I’ve been able to google up lots of references to the idea that ground sloths might have been omnivorous, but the only papers I can find are about analysis of sloth dung to find out what plants they were eating. Modern sloths are pretty much folivores, but seem to occasionally eat carrion and small animals.

We’d have to assume that a shortened lifespan, ala large breed dogs, is acceptable for purposes of the experiment. Big dogs have a bazillion major problems and people still like them - if it’s possible to take a wolf and make a Chihuahua and an Irish Wolfhound out of it, it seems that a large size variation is possible given sufficient time. (Not to say that there isn’t a ceiling, of course; rather that we should assume less sensitivity on the part of our researchers with regards to health problems. If a dog that is only expected to live seven or eight years is an acceptable specimen, than so is a human who only lives 35. And you should see how much my 65 pound dog has to eat. Gonna run me out of house and home.)

Also, people like Shaq and Yao Ming have their fair share of aches and pains I’m sure, but aren’t exactly hobbled by their height. Maybe most of the problems come from acromegaly, not just the height.

Most participants in the thread are probably already familiar with it, but the square-cube law is a limiting factor in how tall us humans can be. At some point, our bones would have to evolve to be able to support our weight.

http://www.jstor.org/pss/50663

It’s bit unclear just what their tooth and jaw structure indicates about diet. They weren’t adapted to tough, fibrous material and had only moderate chewing capability. The jaws generally suggest a diet more similar to that of bears or pigs rather than to extant sloths.

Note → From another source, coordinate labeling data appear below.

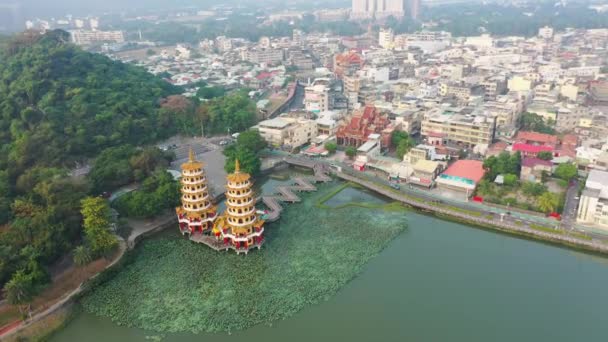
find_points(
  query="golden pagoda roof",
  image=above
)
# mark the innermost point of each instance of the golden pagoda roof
(192, 163)
(237, 176)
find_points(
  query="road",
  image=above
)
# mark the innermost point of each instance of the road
(210, 153)
(510, 217)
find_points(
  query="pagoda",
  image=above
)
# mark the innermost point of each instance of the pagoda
(196, 214)
(239, 227)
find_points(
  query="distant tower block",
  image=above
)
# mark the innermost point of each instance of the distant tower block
(196, 214)
(415, 9)
(240, 226)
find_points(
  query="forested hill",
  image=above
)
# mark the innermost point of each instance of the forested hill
(58, 102)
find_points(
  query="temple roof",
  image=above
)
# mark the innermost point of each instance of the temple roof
(192, 163)
(237, 176)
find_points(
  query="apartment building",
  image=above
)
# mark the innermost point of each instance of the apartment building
(84, 37)
(593, 206)
(455, 126)
(316, 98)
(286, 132)
(267, 56)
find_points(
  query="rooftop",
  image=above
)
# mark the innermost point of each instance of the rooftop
(532, 162)
(427, 166)
(277, 123)
(467, 169)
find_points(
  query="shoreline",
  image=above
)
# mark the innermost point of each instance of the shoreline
(482, 221)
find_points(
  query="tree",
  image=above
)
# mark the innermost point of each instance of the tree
(404, 147)
(545, 155)
(96, 214)
(397, 136)
(157, 193)
(484, 187)
(351, 152)
(548, 202)
(510, 179)
(252, 139)
(331, 147)
(533, 189)
(249, 161)
(566, 171)
(20, 290)
(82, 255)
(536, 123)
(210, 92)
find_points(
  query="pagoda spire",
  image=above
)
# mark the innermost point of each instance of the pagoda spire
(191, 155)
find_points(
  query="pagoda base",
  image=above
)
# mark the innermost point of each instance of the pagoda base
(223, 245)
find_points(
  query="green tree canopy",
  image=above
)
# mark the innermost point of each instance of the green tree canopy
(351, 152)
(331, 147)
(548, 202)
(566, 171)
(96, 215)
(545, 155)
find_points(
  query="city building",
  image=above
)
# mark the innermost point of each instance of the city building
(386, 38)
(545, 32)
(347, 64)
(197, 213)
(455, 126)
(84, 37)
(286, 132)
(316, 98)
(425, 172)
(462, 176)
(593, 205)
(366, 9)
(240, 227)
(414, 9)
(361, 124)
(532, 169)
(266, 56)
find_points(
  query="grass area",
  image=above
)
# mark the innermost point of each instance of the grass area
(43, 329)
(545, 229)
(460, 210)
(581, 236)
(8, 314)
(393, 206)
(62, 285)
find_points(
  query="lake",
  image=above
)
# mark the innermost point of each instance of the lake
(436, 281)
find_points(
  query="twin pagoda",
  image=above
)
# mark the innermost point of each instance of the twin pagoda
(239, 227)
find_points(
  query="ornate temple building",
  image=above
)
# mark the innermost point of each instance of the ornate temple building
(197, 213)
(363, 122)
(239, 227)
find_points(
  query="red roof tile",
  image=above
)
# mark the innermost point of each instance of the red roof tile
(469, 169)
(542, 138)
(532, 162)
(528, 148)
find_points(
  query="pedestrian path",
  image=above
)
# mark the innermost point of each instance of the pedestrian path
(288, 193)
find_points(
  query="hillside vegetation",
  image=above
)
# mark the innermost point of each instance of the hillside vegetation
(59, 105)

They were certainly descended from primarily herbivorous ancestors and retained the same general dentition, but then pandas retain their ancestral carnivore dentition, so that may not tell us a lot. As already noted, extant slots consume carrion, eggs and so forth when they can get it. It’s not a huge leap to posit that the ground sloths, which were much faster moving and living in an environment with much more animal food also ate much more meat, if only because t was more available.
The general idea seems to be that these were browsers that supplemented their diet with easy meat such as carrion, stolen kills, neonates and eggs. IOW they probably occupied a niche similar to pigs or baboons. Some authors have suggested they were specialised predators/scavengers more akin to bears.